Ana Gomes sempre lutou, junto do Governo português e da missão em Timor, para que
nenhum timorense fosse deixado para trás.
Depois
de ter feito o levantamento (e de gravador na mão) pedi a Pereira Gomes para me
responder a algumas perguntas. Questionei-o sobre a situação desses timorenses
que tinham trabalhado para a missão. A primeira resposta que me deu foi que
eram “apenas seis ou sete e que metade deles já tinham fugido para as
montanhas”.
Disse-lhe
que não, que eram cerca de 60 pessoas e que eu tinha falado com elas.

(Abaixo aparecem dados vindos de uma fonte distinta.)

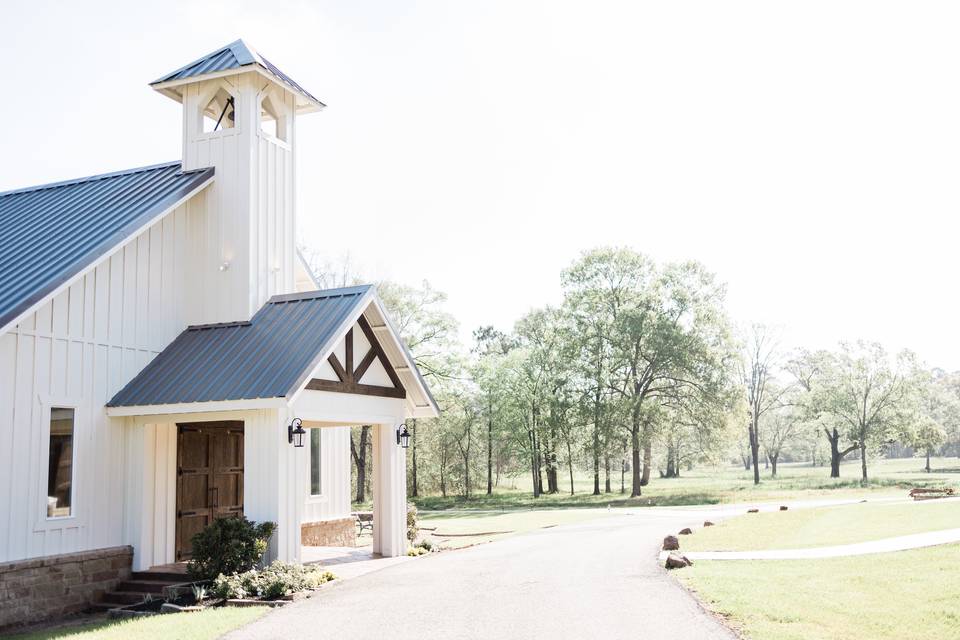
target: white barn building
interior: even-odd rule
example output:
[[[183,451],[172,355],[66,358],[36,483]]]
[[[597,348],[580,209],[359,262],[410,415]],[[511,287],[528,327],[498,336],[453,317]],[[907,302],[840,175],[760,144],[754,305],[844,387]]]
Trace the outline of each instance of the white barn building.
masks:
[[[0,626],[188,557],[217,517],[276,522],[270,558],[342,543],[351,425],[374,425],[374,552],[406,551],[396,434],[437,406],[375,290],[313,291],[296,251],[297,118],[323,104],[239,40],[152,86],[182,161],[0,193]]]

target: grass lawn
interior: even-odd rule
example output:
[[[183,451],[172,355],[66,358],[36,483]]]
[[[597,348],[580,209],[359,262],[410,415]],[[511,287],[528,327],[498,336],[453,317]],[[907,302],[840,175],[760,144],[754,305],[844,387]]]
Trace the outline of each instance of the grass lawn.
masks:
[[[198,613],[172,613],[133,620],[106,620],[23,633],[11,640],[212,640],[252,622],[267,607],[217,607]]]
[[[960,502],[863,503],[747,514],[683,536],[684,551],[798,549],[960,528]]]
[[[420,514],[420,527],[431,542],[458,549],[508,535],[573,524],[610,515],[606,509],[543,509],[477,513],[476,511]],[[432,531],[430,529],[433,529]],[[446,536],[444,534],[453,534]]]
[[[960,637],[960,545],[827,560],[706,561],[676,572],[752,640]]]
[[[727,504],[774,500],[800,500],[816,498],[843,498],[872,494],[904,495],[913,487],[953,486],[960,487],[960,460],[935,458],[933,473],[923,471],[923,460],[906,458],[897,460],[876,459],[870,461],[871,481],[866,487],[860,484],[860,463],[852,460],[841,467],[840,478],[830,478],[827,467],[810,467],[806,464],[782,464],[777,478],[763,471],[761,483],[754,486],[753,475],[743,467],[701,467],[684,471],[674,479],[651,478],[643,488],[643,495],[629,497],[627,477],[626,493],[620,493],[620,475],[613,481],[613,493],[591,495],[592,477],[574,475],[574,495],[570,495],[569,480],[561,478],[561,492],[534,498],[530,492],[530,479],[523,476],[502,478],[492,496],[480,492],[469,500],[462,496],[421,496],[412,498],[420,509],[549,509],[549,508],[605,508],[640,506],[684,506],[695,504]],[[478,479],[479,482],[479,479]]]

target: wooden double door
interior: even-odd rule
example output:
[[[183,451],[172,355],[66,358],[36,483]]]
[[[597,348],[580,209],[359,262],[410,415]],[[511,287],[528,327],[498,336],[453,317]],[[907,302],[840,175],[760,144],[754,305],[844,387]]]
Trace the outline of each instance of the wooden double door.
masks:
[[[243,422],[177,425],[176,558],[217,518],[243,515]]]

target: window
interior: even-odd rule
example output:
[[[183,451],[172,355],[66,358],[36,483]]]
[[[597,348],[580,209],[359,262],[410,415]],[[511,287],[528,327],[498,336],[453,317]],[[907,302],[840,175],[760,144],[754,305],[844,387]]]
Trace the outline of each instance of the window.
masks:
[[[47,517],[73,515],[74,409],[50,409],[50,450],[47,454]]]
[[[232,129],[236,115],[233,110],[233,96],[220,88],[203,108],[203,132],[213,133]]]
[[[320,495],[320,429],[310,429],[310,495]]]

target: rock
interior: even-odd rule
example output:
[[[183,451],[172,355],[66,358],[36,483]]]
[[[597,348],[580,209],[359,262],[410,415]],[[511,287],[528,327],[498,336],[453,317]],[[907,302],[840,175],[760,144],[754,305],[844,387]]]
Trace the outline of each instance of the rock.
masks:
[[[705,527],[712,527],[712,526],[713,526],[713,523],[710,522],[709,520],[704,520],[704,521],[703,521],[703,526],[705,526]]]
[[[676,551],[680,548],[680,541],[677,540],[677,536],[667,536],[663,539],[663,550],[664,551]]]
[[[687,527],[686,529],[680,529],[680,535],[682,536],[688,536],[691,533],[693,533],[693,531],[690,529],[690,527]]]
[[[671,553],[667,556],[667,562],[664,566],[667,569],[683,569],[684,567],[689,567],[693,564],[693,561],[690,560],[687,556],[680,555],[679,553]]]
[[[780,505],[780,511],[786,511],[786,510],[787,510],[787,505],[785,504]]]
[[[760,513],[760,509],[747,509],[747,513]]]

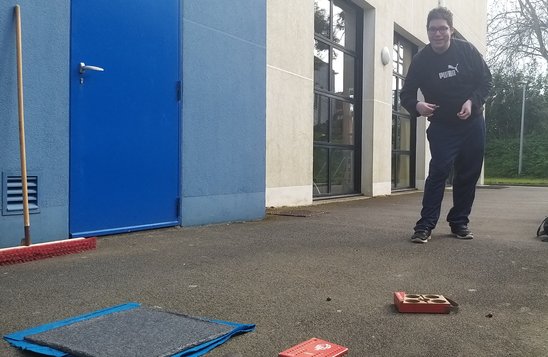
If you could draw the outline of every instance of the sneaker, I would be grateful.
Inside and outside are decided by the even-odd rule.
[[[458,239],[474,239],[474,234],[468,229],[468,226],[451,227],[451,233]]]
[[[416,231],[411,236],[411,242],[413,243],[428,243],[430,240],[430,231]]]

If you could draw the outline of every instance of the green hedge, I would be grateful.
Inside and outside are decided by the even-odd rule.
[[[486,177],[518,176],[519,138],[490,139],[485,150]],[[522,176],[548,178],[548,138],[523,138]]]

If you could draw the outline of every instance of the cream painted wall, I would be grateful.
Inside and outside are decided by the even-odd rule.
[[[266,206],[312,203],[314,1],[267,1]]]
[[[438,0],[353,0],[364,9],[362,193],[391,194],[392,65],[380,60],[392,50],[397,30],[424,46],[428,11]],[[485,49],[486,0],[447,0],[456,29]],[[267,206],[312,202],[314,0],[268,0],[267,5]],[[429,150],[417,127],[418,188],[424,185]]]
[[[383,1],[378,7],[364,7],[363,98],[362,98],[362,193],[390,194],[392,148],[392,64],[383,65],[383,47],[392,51],[394,23],[392,7]]]

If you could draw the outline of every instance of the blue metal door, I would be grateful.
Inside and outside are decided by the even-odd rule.
[[[177,225],[179,1],[71,4],[71,236]]]

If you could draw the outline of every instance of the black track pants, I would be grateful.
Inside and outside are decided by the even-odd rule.
[[[447,221],[451,226],[466,225],[483,165],[485,120],[483,116],[475,116],[452,125],[432,122],[427,129],[427,136],[432,159],[424,187],[421,219],[415,230],[432,230],[436,227],[445,182],[452,167],[453,207],[447,215]]]

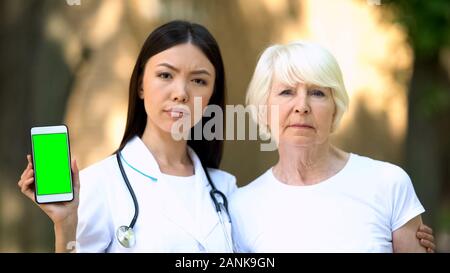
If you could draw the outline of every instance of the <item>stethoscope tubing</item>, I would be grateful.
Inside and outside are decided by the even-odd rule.
[[[116,153],[117,163],[119,164],[120,173],[122,174],[123,180],[125,181],[125,184],[127,185],[128,192],[131,195],[131,198],[133,199],[134,204],[134,216],[131,220],[131,223],[128,225],[129,228],[134,228],[134,225],[136,224],[137,218],[139,216],[139,203],[137,201],[136,195],[134,194],[133,187],[131,187],[130,181],[128,180],[128,176],[125,173],[125,170],[123,169],[122,161],[120,160],[120,157],[122,154],[119,152]]]
[[[121,173],[122,178],[123,178],[123,180],[124,180],[124,182],[125,182],[125,184],[127,186],[128,192],[130,193],[131,198],[133,199],[133,204],[134,204],[133,219],[131,220],[130,224],[128,226],[125,226],[125,227],[133,230],[134,225],[136,224],[137,218],[139,216],[139,203],[138,203],[138,200],[137,200],[136,195],[134,193],[133,187],[131,186],[130,181],[128,180],[128,176],[125,173],[125,170],[123,168],[121,157],[122,157],[121,151],[118,151],[116,153],[116,159],[117,159],[117,163],[119,165],[120,173]],[[223,194],[221,191],[217,190],[216,186],[212,182],[211,177],[209,176],[208,170],[205,169],[203,164],[202,164],[202,168],[203,168],[203,170],[204,170],[204,172],[206,174],[206,178],[208,179],[208,182],[209,182],[209,184],[211,186],[211,190],[210,190],[209,194],[211,196],[211,199],[213,200],[214,207],[215,207],[217,215],[219,217],[219,221],[220,221],[220,224],[222,226],[222,229],[223,229],[223,232],[224,232],[224,236],[225,236],[225,239],[227,241],[228,248],[229,248],[229,250],[231,252],[233,252],[233,244],[231,242],[231,238],[230,238],[228,232],[226,231],[225,221],[223,219],[223,211],[225,211],[225,213],[228,215],[228,222],[231,224],[231,217],[230,217],[230,214],[228,212],[228,200],[227,200],[225,194]],[[216,195],[219,195],[220,198],[222,198],[222,203],[220,203],[217,200]],[[125,244],[123,244],[120,240],[119,240],[119,242],[123,246],[125,246]],[[130,247],[130,246],[127,245],[125,247]]]

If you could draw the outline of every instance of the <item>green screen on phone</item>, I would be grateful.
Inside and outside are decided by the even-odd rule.
[[[38,195],[72,192],[66,133],[32,136]]]

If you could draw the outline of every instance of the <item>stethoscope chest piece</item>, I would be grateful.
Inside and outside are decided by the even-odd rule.
[[[116,231],[116,237],[117,237],[117,240],[119,241],[119,243],[123,247],[131,248],[136,244],[136,236],[134,234],[133,227],[136,224],[136,220],[139,215],[139,204],[138,204],[136,195],[134,194],[133,188],[131,187],[130,181],[128,181],[127,174],[125,173],[125,170],[123,169],[120,151],[118,151],[116,153],[116,158],[117,158],[117,163],[119,165],[120,173],[122,174],[123,180],[125,181],[125,184],[128,188],[128,191],[130,192],[130,195],[131,195],[131,198],[133,199],[133,204],[134,204],[133,220],[131,220],[131,223],[128,226],[120,226]],[[130,167],[132,167],[132,166],[130,166]],[[202,168],[205,170],[203,165],[202,165]],[[205,171],[205,174],[206,174],[209,184],[211,185],[211,191],[209,192],[209,194],[211,195],[211,198],[214,202],[217,214],[219,216],[220,223],[222,224],[222,229],[224,232],[225,239],[227,240],[230,251],[233,252],[231,236],[227,232],[227,227],[225,226],[225,220],[223,219],[223,216],[222,216],[223,213],[225,212],[228,215],[228,222],[231,223],[231,219],[228,214],[227,198],[221,191],[217,190],[217,188],[214,186],[214,183],[212,182],[208,171]],[[147,176],[147,175],[145,175],[145,176]],[[153,178],[150,176],[147,176],[147,177],[151,178],[153,181],[157,180],[156,178]],[[222,199],[222,202],[219,202],[219,200],[217,200],[216,195],[218,195]]]
[[[121,226],[116,231],[117,240],[126,248],[133,247],[136,244],[136,236],[132,228]]]

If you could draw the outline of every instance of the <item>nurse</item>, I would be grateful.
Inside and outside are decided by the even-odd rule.
[[[205,123],[202,111],[209,104],[223,108],[224,97],[222,56],[205,27],[172,21],[153,31],[131,76],[120,156],[113,154],[79,175],[73,161],[75,199],[39,205],[54,223],[56,251],[231,251],[231,224],[227,219],[221,224],[210,195],[211,184],[225,196],[236,189],[235,177],[217,169],[223,141],[174,137],[193,126],[172,132],[180,121]],[[201,99],[200,115],[194,98]],[[34,201],[33,182],[29,163],[19,186]],[[118,237],[123,240],[127,228],[119,234],[120,227],[130,225],[137,207],[134,237],[121,243]]]

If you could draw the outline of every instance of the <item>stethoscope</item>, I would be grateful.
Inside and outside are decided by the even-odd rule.
[[[133,228],[136,224],[137,218],[139,216],[139,204],[136,198],[136,195],[134,194],[133,188],[131,187],[130,181],[128,180],[128,176],[125,173],[125,170],[122,166],[122,160],[121,160],[122,154],[120,151],[116,153],[116,159],[117,163],[119,165],[120,173],[122,174],[123,181],[127,185],[128,191],[130,192],[131,198],[133,199],[134,204],[134,216],[131,220],[131,223],[128,226],[120,226],[116,231],[116,237],[119,243],[126,248],[131,248],[136,244],[136,235],[134,234]],[[203,167],[203,165],[202,165]],[[214,207],[216,209],[217,215],[219,216],[219,222],[222,226],[224,237],[227,241],[227,246],[229,248],[230,252],[233,252],[233,244],[231,242],[231,236],[227,231],[227,228],[225,226],[225,220],[224,220],[224,212],[226,213],[226,216],[228,218],[228,223],[231,224],[231,218],[230,213],[228,211],[228,200],[223,194],[223,192],[219,191],[214,183],[212,182],[211,177],[209,176],[208,171],[203,167],[203,170],[206,174],[206,178],[208,179],[209,184],[211,185],[211,190],[209,191],[209,195],[211,196],[211,199],[214,202]],[[217,197],[219,197],[222,202],[219,202]]]

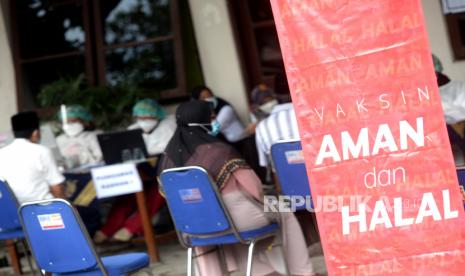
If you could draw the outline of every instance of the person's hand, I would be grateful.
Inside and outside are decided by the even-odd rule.
[[[246,128],[245,128],[245,132],[247,134],[254,134],[255,133],[255,128],[257,128],[257,123],[252,123],[252,124],[249,124]]]

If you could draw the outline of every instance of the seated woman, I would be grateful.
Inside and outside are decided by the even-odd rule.
[[[150,155],[162,153],[176,130],[174,115],[167,116],[156,101],[143,99],[134,105],[132,116],[136,122],[128,129],[142,129],[142,136]]]
[[[257,202],[262,203],[261,182],[233,147],[215,137],[211,129],[210,106],[203,101],[181,104],[176,111],[178,128],[171,138],[161,163],[161,169],[183,166],[201,166],[216,180],[226,208],[239,231],[266,226],[269,215]],[[305,239],[292,213],[282,213],[284,243],[292,275],[314,275]],[[260,247],[254,258],[253,275],[273,272],[284,273],[280,250]],[[272,248],[272,249],[268,249]],[[201,275],[221,275],[217,253],[209,247],[196,248]],[[228,270],[245,270],[247,247],[225,246]]]
[[[166,116],[163,108],[151,99],[138,101],[133,107],[132,114],[136,123],[129,126],[129,129],[142,129],[148,153],[150,155],[161,154],[176,129],[174,115]],[[144,182],[144,191],[149,215],[153,217],[163,207],[165,199],[158,192],[155,178],[149,177],[149,180]],[[134,197],[122,196],[113,204],[107,221],[95,233],[94,241],[101,243],[110,237],[117,241],[128,241],[133,236],[142,234],[142,230],[141,218],[137,212]]]
[[[206,86],[195,87],[192,90],[192,99],[211,103],[216,114],[216,122],[219,123],[223,136],[221,138],[224,138],[239,151],[247,163],[259,174],[259,177],[265,180],[266,170],[259,165],[257,146],[255,144],[255,127],[257,124],[251,123],[244,128],[232,105],[219,97],[215,97],[210,88]]]
[[[92,115],[80,105],[71,105],[65,113],[58,113],[63,134],[57,137],[57,145],[68,169],[82,165],[94,165],[102,161],[102,151],[97,140]]]

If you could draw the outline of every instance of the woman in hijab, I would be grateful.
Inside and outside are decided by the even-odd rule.
[[[263,212],[261,182],[236,150],[215,137],[211,107],[204,101],[181,104],[176,111],[178,125],[169,142],[161,169],[201,166],[216,181],[232,220],[239,231],[266,226],[272,222]],[[257,204],[259,203],[259,204]],[[267,216],[268,215],[268,216]],[[282,213],[283,241],[293,275],[314,275],[302,230],[292,213]],[[271,247],[270,247],[271,248]],[[225,246],[228,270],[245,270],[247,247]],[[201,275],[221,275],[217,253],[209,247],[197,248]],[[253,275],[284,273],[276,247],[257,250]]]
[[[215,124],[218,124],[222,134],[220,138],[224,138],[239,151],[247,163],[264,180],[266,171],[259,165],[257,146],[255,144],[256,123],[251,123],[244,128],[232,105],[216,97],[211,89],[206,86],[195,87],[192,90],[192,99],[206,101],[212,105],[216,114]]]
[[[102,161],[97,140],[101,131],[94,130],[92,115],[80,105],[65,107],[58,113],[63,134],[56,139],[58,149],[69,169],[82,165],[95,165]]]

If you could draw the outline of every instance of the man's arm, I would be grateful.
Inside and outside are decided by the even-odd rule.
[[[66,198],[65,177],[58,170],[52,151],[49,149],[44,151],[42,162],[44,166],[44,178],[49,185],[50,193],[56,198]]]
[[[65,185],[63,183],[50,186],[53,197],[65,199]]]
[[[268,166],[268,158],[266,156],[265,142],[263,141],[263,126],[264,121],[260,122],[257,126],[257,131],[255,132],[255,143],[257,146],[258,153],[258,163],[262,167]]]

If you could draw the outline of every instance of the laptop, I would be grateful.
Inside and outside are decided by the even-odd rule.
[[[103,160],[107,165],[130,160],[140,161],[148,157],[141,129],[103,133],[99,134],[97,139],[102,150]]]

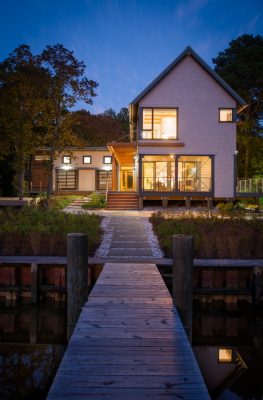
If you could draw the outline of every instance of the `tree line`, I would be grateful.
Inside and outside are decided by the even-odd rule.
[[[247,102],[238,113],[238,176],[263,177],[263,38],[242,35],[212,61]],[[80,100],[92,104],[97,87],[86,77],[85,64],[61,44],[46,46],[38,55],[21,45],[0,62],[0,195],[14,176],[23,197],[25,171],[39,147],[49,148],[50,195],[54,161],[66,147],[129,140],[126,107],[99,115],[71,111]]]

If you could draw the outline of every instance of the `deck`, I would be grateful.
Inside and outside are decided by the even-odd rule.
[[[209,399],[155,264],[107,263],[83,307],[48,400]]]

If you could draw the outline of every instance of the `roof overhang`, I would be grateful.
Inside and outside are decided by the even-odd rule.
[[[134,166],[134,157],[137,151],[136,143],[113,142],[108,143],[108,149],[120,166]]]

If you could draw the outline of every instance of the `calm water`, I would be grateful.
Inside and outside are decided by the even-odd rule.
[[[262,310],[211,308],[194,309],[193,350],[212,399],[262,400]]]
[[[0,308],[0,399],[45,399],[66,348],[65,308]]]
[[[262,400],[262,310],[210,308],[194,308],[193,349],[211,397]],[[0,308],[0,399],[45,399],[65,348],[65,308]]]

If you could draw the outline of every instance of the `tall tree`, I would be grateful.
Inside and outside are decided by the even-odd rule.
[[[39,143],[39,110],[45,101],[45,71],[21,45],[0,63],[0,155],[12,159],[19,198],[24,195],[24,175],[29,156]]]
[[[212,59],[215,71],[247,102],[237,131],[239,177],[263,176],[263,37],[242,35]]]
[[[106,146],[116,140],[128,140],[123,123],[107,113],[93,115],[86,110],[75,111],[71,128],[86,146]]]
[[[57,155],[67,146],[80,145],[79,139],[72,133],[70,114],[78,100],[92,104],[92,97],[98,84],[85,76],[85,64],[78,61],[73,52],[62,44],[47,46],[39,57],[41,65],[49,75],[46,109],[43,124],[46,134],[45,145],[50,147],[48,196],[52,192],[53,167]]]

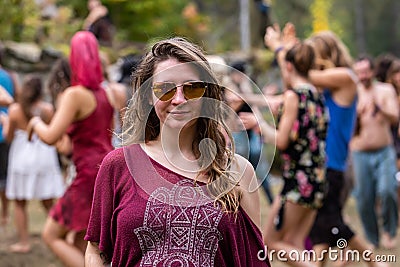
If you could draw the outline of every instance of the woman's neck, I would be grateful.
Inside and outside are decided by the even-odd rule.
[[[185,177],[195,179],[200,172],[198,159],[194,155],[193,134],[172,129],[163,129],[156,140],[146,143],[143,148],[147,154],[165,167]],[[204,180],[206,182],[207,180]]]
[[[195,131],[194,126],[179,130],[164,126],[161,127],[157,141],[169,156],[176,157],[181,155],[188,160],[196,160],[193,153]]]
[[[297,88],[297,87],[300,87],[300,86],[302,86],[304,84],[311,84],[311,83],[307,78],[302,77],[302,76],[295,76],[291,80],[292,88]]]

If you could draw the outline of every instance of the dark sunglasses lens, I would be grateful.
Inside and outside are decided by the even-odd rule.
[[[190,82],[183,85],[183,93],[186,99],[200,98],[206,91],[204,82]]]
[[[168,101],[175,95],[176,85],[168,82],[154,83],[153,92],[161,101]]]

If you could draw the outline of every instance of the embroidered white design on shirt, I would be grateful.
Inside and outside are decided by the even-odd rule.
[[[140,266],[214,266],[222,215],[193,182],[158,188],[147,201],[143,226],[134,229],[143,253]]]

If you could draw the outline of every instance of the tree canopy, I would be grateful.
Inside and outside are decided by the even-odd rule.
[[[64,43],[81,29],[88,14],[86,1],[55,2],[58,15],[43,19],[36,0],[0,1],[0,40]],[[103,0],[116,26],[118,43],[146,43],[154,38],[186,36],[211,52],[240,50],[239,1],[224,0]],[[392,53],[400,56],[398,0],[248,0],[251,43],[263,48],[268,21],[293,22],[301,38],[331,29],[353,56]],[[263,13],[264,12],[264,13]]]

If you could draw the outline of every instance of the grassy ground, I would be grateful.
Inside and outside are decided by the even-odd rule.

Perguntei-lhe então se essas pessoas estavam abrangidas por algum plano de
evacuação da missão portuguesa. Pereira Gomes ficou furioso e respondeu-me:
“Não me foda.” A conversa terminou comigo a perguntar ao diplomata se falava em on ou
em off.
Esta
conversa, testemunhada por várias pessoas, nunca foi publicada. Pouco tempo
depois, a ONU, que enfrentava uma revolta dos seus funcionários em Díli que não
queriam abandonar os timorenses, decidiu, num acordo com a Austrália, que
ninguém ficava para trás. E o tema dos portugueses que trabalhavam para a
missão portuguesa deixou de ter relevância.
Ana
Gomes, ainda que com muita diplomacia, já veio manifestar a sua apreensão com a
nomeação de José Júlio Pereira Gomes para o cargo de secretário-geral do
Sistema de Informações da República. António Guterres e Jaime Gama podem contar
muito mais sobre as "verdades" deste diplomata.